According to COMELEC Chair Atty. George Garcia, aside from the absence of a law for internet voting, it hasn’t been challenged in the Supreme Court.
“We’ve carefully considered all the implications, all the possibilities, and we need to proceed with our internet voting because our resolution allowing internet voting even without a law hasn’t been challenged in the Supreme Court. We believe the consequences of not proceeding with internet voting, which our overseas countrymen are already anticipating, would be more severe,” Atty. George Garcia, Chairman, COMELEC stressed.
Garcia said that overseas voting is a lot more convenient for the COMELEC and to Filipinos abroad.
The Commission will be able to avoid significant expenses, and OFWs no longer need to go to distant embassies and consulates just to vote.
“Our fellow citizens won’t need to use machines anymore. They no longer need to go to embassies, to consulates. They’ll only need their cellphones, laptops, and iPads. Especially our seafarers, our mariners. They won’t need to dock at the pier, to embassies so far away just to cast their votes,” Garcia added.
“In those areas, there won’t be a need to send envelopes containing ballots that usually come back, marked as return to sender, because they aren’t accepted by the recipients, who should be residents or where our fellow citizens work. So, we’re wasting our payments,” he said.

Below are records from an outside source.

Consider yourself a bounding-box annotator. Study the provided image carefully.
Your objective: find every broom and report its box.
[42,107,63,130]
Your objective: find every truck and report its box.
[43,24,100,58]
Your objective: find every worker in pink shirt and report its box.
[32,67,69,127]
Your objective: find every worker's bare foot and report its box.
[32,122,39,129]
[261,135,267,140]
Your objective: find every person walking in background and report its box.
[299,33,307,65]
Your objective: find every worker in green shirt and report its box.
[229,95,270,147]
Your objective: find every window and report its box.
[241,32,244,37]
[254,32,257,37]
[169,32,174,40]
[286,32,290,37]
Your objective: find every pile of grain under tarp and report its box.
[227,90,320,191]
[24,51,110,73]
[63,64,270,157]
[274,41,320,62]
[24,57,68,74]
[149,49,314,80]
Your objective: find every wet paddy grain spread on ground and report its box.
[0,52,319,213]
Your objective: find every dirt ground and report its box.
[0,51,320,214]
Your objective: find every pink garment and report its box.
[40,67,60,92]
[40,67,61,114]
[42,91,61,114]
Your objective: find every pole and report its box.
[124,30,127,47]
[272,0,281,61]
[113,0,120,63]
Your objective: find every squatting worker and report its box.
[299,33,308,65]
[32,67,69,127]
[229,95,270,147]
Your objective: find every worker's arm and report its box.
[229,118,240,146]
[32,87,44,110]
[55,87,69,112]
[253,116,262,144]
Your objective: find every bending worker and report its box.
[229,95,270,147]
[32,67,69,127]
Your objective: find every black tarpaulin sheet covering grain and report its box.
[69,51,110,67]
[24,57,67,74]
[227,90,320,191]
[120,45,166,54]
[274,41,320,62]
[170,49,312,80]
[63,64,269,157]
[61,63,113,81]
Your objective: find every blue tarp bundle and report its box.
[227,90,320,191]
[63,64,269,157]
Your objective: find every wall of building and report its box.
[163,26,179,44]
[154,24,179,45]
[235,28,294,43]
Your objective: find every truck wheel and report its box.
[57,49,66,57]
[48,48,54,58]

COMELEC to implement ‘substitution’ ban for withdrawals after deadline for COC filing
Meanwhile, all members of the Comelec En Banc approved the removal of substitution from the elections process.
According to Garcia, they will no longer allow the substitution or replacement of candidates after the last day of filing of the Certificate of Candidacy or COC, except in cases where the candidate died or was disqualified.
“The Commission En Banc unanimously agreed to my proposal of no substitution after the last day of filing of candidacy, which is October 8th, if the ground is withdrawal of candidacy,” Garcia expressed.
Substitution is still allowed if the reason is due to the candidate’s death or disqualification, as long as the replacement shares the same family name and belongs to the same political party.
He says this is a way to prevent people from being deceived in voting.
“If you truly desire to serve the public, wouldn’t it be better if you were truly committed? Lay it out immediately. File your candidacy. Because sometimes, our fellow citizens are unaware that there has been a change, so they still think Candidate A is running when Candidate B has actually taken their place,” Garcia added.
Moreover, the printing of ballots can be expedited if there are no longer any withdrawals and substitutions being processed.
“We can’t finalize the list of candidates immediately, causing delays in printing our ballots. Wouldn’t it be better if the candidate list were finalized as early as December? Our only concern then would be nuisance candidacies, which we should resolve before the end of November this year,” he ended.